The design of Hummingbird is influenced by the proxy workload characteristics discussed in Section 2. Hummingbird uses locality hints generated by the proxy to pack files into large, fixed-size extents called clusters, which are the unit of disk access. Therefore, reads and writes are large, amortizing disk positioning times and interrupt processing.
Hummingbird manages a large memory cache. Since Hummingbird is implemented by a library that is linked in with the proxy, no memory copies or memory mappings are required to move data from the file system to the proxy. The file system simply passes a pointer. Likewise, the proxy passes the file system a pointer when it writes data. We have only designed the file system for a single client, so protection is not necessary. Since the client (the proxy) handles all data transfers to and from the system, it must be trusted in any case.

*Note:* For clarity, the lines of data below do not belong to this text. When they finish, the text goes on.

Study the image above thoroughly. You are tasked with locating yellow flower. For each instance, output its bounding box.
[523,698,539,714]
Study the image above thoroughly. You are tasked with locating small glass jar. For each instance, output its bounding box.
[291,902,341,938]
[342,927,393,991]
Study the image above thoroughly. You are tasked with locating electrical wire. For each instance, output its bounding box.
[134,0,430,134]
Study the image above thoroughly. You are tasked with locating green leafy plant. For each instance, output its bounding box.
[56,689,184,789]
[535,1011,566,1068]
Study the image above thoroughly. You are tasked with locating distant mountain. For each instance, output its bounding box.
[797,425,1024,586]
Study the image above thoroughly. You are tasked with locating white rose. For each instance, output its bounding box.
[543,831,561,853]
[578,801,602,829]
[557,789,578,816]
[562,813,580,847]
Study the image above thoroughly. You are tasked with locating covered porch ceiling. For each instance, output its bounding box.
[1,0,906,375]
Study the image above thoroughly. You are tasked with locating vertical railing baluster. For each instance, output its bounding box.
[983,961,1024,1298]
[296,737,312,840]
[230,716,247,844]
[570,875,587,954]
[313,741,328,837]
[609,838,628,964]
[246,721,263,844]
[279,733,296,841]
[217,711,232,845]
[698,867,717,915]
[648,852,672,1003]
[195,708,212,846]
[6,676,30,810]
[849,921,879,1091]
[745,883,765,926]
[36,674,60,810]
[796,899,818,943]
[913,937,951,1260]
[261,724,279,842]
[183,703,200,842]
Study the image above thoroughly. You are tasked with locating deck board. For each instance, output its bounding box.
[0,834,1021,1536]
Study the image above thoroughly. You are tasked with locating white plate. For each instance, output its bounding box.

The proxy may be multi-threaded or have multiple processes1, in which case access is serialized with a single lock on the file system meta-data that is released before blocking for disk I/O. Using a single lock may slow the system under a heavy load. Since the file system is I/O bound, the lock is held only when referring to Hummingbird's data structures. The lock is released before a thread blocks for disk I/O. No locking is needed when accessing file data.
Since the typical workload is bursty, Hummingbird is designed to reduce the response time during bursty periods, and perform maintenance activities during the idle periods present in the workload. Hummingbird performs the maintenance activities by calling several daemons responsible for: (1) reclaiming main memory space by writing files into clusters, and (2) reclaiming disk space by deleting unused clusters.
While there are invariants across proxy workloads, some characteristics will change. We have designed Hummingbird to be configurable so that the system can be optimized for a proxy workload and the underlying storage hardware. To this effect, Hummingbird has several parameters that the proxy is free to set to optimize the system for its workload. The parameters set at file system initialization include: size of a cluster, memory cache eviction policy, file hash table size, file and cluster lifetimes, disk data layout policy, and recovery policies.